В силу пункта 14 части 4 статьи 44 Федерального закона № 326-ФЗ к сведениям о медицинской помощи, оказанной застрахованным лицам, относятся сведения о результатах проведенного контроля объемов, сроков, качества и условий предоставления медицинской помощи.

Как указывает Фонд, СМО не переданы сведения о результатах проведенных целевых экспертиз качества медицинской помощи по 20 страховым случаям с летальным исходом.

Пунктом 6.3 Договора и 2.2 приложения № 3 к Договору от 01.11.2015 № 03 ф/2015 предусмотрена ответственность СМО за нарушение сроков представления сведений о медицинской помощи, оказанной застрахованному лицу в виде штрафа в размере 3000 рублей за каждый случай нарушения.

Таким образом, сумма штрафа составила 60 000 (3 000*20) рублей.
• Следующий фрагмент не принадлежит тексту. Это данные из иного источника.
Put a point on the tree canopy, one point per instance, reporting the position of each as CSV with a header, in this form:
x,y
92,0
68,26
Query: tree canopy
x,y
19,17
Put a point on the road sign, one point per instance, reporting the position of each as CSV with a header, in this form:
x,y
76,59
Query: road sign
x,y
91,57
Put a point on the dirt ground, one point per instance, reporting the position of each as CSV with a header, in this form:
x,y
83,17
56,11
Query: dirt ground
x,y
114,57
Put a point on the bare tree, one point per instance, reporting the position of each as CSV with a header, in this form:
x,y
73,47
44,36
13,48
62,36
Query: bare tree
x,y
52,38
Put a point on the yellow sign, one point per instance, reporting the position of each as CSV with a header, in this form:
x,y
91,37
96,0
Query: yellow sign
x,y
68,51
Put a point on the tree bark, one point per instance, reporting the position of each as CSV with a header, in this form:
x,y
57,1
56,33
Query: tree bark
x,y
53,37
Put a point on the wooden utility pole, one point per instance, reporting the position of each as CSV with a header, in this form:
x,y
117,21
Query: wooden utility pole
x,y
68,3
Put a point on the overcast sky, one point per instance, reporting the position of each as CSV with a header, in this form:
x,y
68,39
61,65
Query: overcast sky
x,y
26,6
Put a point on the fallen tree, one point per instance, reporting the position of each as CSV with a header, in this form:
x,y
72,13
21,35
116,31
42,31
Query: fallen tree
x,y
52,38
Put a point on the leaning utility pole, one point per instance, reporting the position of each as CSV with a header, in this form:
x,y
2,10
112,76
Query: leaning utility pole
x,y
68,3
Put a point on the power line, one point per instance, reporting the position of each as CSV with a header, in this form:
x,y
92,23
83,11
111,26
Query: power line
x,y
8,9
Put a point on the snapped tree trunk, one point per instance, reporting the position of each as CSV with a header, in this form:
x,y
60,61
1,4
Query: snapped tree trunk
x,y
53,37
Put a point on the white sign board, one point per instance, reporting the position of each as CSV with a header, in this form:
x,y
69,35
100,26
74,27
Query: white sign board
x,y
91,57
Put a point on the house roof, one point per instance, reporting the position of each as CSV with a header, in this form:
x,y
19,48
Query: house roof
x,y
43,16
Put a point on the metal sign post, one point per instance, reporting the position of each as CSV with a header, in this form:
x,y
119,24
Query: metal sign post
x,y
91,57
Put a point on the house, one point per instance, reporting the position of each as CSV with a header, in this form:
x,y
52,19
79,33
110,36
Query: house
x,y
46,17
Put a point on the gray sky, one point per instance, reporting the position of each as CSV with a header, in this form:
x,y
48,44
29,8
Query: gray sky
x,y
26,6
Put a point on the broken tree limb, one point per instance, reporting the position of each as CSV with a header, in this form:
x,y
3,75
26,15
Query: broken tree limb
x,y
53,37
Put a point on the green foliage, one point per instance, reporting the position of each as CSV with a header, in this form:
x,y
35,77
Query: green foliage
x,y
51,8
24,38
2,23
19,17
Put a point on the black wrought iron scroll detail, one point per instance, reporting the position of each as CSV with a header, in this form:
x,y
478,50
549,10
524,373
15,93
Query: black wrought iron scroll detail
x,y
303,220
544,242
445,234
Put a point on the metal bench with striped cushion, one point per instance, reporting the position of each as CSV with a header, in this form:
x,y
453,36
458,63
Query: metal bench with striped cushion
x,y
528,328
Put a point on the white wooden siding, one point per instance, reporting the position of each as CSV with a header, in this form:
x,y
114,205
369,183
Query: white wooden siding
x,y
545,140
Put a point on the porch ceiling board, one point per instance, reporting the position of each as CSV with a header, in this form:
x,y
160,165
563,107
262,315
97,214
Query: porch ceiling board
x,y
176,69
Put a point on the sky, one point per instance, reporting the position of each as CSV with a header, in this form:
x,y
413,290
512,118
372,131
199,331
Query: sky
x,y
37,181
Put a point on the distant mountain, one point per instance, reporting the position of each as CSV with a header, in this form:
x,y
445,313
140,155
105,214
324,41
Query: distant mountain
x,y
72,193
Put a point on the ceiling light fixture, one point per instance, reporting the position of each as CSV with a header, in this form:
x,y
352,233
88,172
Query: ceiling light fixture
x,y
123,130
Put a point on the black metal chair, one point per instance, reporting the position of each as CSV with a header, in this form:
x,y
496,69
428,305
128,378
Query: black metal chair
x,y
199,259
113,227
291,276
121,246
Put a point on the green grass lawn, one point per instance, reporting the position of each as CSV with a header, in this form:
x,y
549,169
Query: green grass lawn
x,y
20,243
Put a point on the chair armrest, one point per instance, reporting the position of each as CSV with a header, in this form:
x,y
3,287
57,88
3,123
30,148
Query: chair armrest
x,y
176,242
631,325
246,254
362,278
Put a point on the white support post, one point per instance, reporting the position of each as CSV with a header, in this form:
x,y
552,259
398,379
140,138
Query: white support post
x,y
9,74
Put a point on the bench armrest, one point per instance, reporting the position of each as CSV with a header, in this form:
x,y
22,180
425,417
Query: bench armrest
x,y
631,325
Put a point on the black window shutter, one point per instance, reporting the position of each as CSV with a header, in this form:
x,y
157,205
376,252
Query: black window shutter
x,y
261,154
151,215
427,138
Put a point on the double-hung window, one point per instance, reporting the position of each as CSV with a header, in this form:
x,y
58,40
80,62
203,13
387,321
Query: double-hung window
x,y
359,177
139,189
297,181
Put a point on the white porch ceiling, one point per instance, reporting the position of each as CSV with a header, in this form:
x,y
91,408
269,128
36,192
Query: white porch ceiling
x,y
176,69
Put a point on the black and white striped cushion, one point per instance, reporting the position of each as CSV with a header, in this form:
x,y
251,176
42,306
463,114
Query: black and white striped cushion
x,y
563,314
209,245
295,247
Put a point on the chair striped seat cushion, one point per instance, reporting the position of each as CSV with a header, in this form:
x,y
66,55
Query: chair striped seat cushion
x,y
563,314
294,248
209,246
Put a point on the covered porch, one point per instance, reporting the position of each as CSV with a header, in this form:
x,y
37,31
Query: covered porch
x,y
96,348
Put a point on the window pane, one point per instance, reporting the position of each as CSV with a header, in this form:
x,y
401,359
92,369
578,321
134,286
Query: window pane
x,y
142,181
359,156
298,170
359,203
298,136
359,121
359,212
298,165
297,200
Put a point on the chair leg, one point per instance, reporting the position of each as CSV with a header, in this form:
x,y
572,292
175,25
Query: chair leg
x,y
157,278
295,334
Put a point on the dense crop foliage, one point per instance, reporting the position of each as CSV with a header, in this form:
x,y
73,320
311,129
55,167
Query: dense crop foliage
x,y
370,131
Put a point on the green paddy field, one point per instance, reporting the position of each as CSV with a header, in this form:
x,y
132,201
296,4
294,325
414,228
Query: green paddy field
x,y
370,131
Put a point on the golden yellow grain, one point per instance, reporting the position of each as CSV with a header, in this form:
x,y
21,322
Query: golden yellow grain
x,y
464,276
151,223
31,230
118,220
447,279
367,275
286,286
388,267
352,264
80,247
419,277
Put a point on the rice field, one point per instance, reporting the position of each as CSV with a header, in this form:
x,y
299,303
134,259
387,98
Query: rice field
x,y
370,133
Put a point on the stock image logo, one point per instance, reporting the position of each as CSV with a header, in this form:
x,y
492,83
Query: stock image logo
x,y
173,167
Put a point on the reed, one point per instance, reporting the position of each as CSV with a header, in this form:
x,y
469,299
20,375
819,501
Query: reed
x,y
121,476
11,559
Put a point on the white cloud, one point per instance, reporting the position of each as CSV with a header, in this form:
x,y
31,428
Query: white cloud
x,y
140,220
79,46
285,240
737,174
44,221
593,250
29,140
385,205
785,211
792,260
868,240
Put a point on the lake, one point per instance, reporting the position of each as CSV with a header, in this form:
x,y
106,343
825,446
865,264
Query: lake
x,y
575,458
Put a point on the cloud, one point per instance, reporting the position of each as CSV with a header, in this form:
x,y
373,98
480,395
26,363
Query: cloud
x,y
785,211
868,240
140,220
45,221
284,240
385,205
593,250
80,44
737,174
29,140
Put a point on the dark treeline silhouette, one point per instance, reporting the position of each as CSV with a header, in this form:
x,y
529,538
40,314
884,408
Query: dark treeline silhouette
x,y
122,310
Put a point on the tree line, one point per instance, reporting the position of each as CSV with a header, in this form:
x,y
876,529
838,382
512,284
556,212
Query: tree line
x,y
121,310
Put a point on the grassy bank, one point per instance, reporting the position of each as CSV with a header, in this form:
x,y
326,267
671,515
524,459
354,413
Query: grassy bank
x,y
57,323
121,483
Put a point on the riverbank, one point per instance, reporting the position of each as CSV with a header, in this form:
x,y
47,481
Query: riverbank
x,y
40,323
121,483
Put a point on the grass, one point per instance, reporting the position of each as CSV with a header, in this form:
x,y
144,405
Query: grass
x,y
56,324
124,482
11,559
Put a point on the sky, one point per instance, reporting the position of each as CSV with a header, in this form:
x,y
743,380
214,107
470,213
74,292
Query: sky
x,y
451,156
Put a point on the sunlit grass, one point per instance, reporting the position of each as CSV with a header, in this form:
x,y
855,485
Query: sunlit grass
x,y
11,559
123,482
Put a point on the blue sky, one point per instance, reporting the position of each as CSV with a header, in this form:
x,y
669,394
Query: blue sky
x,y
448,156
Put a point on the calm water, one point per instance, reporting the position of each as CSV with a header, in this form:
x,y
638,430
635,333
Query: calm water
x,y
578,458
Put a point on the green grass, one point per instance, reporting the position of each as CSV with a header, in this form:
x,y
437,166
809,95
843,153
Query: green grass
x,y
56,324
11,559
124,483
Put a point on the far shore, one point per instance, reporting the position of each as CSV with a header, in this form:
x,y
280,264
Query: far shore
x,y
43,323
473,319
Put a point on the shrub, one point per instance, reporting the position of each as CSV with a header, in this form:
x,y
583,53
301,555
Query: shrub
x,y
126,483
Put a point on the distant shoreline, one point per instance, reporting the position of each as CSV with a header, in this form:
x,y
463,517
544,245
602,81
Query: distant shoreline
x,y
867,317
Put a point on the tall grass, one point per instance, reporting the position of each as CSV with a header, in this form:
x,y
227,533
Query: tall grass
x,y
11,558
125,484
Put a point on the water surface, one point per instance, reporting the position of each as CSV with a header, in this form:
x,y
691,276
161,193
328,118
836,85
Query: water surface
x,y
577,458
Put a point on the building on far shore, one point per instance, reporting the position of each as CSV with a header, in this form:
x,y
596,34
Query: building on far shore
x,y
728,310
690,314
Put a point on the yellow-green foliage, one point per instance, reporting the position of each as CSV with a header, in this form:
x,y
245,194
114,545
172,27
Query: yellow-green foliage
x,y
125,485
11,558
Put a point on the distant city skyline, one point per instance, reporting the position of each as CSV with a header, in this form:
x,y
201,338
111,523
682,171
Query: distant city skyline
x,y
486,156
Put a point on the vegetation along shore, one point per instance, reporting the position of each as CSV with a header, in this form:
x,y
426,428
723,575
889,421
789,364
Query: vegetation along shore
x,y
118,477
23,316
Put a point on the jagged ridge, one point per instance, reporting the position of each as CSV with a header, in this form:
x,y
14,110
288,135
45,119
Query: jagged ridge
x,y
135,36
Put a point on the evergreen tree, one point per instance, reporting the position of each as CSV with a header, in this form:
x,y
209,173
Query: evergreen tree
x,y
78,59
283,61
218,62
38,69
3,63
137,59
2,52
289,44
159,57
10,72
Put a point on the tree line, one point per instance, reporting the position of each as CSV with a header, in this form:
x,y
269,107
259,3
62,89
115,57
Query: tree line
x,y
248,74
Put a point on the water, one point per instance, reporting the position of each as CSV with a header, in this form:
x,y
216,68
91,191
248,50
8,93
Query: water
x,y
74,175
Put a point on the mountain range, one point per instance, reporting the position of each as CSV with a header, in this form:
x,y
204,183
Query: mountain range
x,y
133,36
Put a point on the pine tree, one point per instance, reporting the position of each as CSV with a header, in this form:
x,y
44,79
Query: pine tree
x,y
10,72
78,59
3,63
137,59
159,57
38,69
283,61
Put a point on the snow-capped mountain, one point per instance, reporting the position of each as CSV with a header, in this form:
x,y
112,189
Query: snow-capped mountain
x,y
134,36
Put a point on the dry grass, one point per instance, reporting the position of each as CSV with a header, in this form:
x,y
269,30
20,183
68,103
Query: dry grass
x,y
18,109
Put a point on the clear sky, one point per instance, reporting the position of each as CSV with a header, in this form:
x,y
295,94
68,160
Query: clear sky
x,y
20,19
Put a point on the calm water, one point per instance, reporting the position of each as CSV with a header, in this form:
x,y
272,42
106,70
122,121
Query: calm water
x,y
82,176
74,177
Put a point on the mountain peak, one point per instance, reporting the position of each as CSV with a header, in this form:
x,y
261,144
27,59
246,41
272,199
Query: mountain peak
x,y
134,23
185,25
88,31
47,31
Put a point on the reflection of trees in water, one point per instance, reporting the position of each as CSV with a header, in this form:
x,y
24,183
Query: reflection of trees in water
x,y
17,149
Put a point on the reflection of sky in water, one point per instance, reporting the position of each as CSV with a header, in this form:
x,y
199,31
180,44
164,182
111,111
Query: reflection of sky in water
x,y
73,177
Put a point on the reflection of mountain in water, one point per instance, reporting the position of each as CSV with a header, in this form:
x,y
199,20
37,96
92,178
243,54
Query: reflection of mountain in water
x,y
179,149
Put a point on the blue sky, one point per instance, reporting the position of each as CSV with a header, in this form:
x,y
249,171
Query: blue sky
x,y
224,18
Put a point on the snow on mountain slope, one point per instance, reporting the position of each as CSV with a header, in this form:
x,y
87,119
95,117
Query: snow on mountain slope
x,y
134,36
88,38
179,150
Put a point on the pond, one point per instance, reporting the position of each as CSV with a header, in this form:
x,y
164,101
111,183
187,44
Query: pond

Вместе с тем, как следует из материалов дела, СМО были проведены экспертизы и результаты экспертных проверок были переданы в Фонд, при этом по всем этим актам Фондом в адрес СМО было направлено подтверждение о том, что по результатам форматно-логического контроля эти акты загружены в базу сведений об оказанной медицинской помощи Фонда: № 14 от 17.01.2018, № 409/26 от 19.01.2018, № 437 от 19.01.2018, № 449 от 19.01.2018, № 305 от 25.01.2018, № 404 от 25.01.2018, № 295/25 от 29.01.2018, № 409/27 от 29.01.2018, № 238/1 от 30.01.2018 , № 238/2 от 30.01.2018, № 242/2 от 30.01.2018, № 242/3 от 30.01.2018, № 293 от 30.01.2018, № 456 от 30.01.2018, № 408/2 от 07.02.2018, № 23 от 19.03.2018, № 23/1 от 19.03.2018, № 23/2 от 19.03.2018, № 23/3 от 19.03.2018, № 78 от 30.03.2018. В материалы дела представлены доказательства передачи файлов (листы дела 129-130). Кроме того, в ходе рассмотрения дела представитель Фонда признал, что данные файлы были переданы в электронном виде, но по неизвестным причинам они не отразились в базе данных Фонда.

При указанных обстоятельствах суд приходит к выводу о недоказанности наличия в действиях СМО вмененного нарушения в данной части и отсутствии оснований для начисления штрафа в размере 60000 рублей.

СМО также вменено представление Фонду недостоверной отчетности, выразившееся в несоответствии сведений, внесенных в отчетную форму № ПГ «Организация защиты прав застрахованных лиц в сфере обязательного медицинского страхования» за период январь-март 2018 года данным проверки первичных учетных документов (таблицы 1, 3, 7, 8, 9 Акта).

В соответствии с пунктом 9 части 2 статьи 38 Федерального закона № 326-ФЗ и пунктом 2.20 Договора СМО обязана ежемесячно до двадцатого числа месяца, следующего за отчетным, предоставлять в территориальный фонд отчетность об использовании средств обязательного медицинского страхования, об оказанной застрахованным лицам медицинской помощи, о деятельности по защите прав застрахованных лиц и иную отчетность в порядке и по формам, установленным Федеральным фондом в соответствии со статьей 33 Федерального закона.

Приказом ФФОМС от 16.08.2011 № 145 утверждены форма и порядок ведения отчетности № ПГ «Организация защиты прав застрахованных лиц в сфере обязательного медицинского страхования».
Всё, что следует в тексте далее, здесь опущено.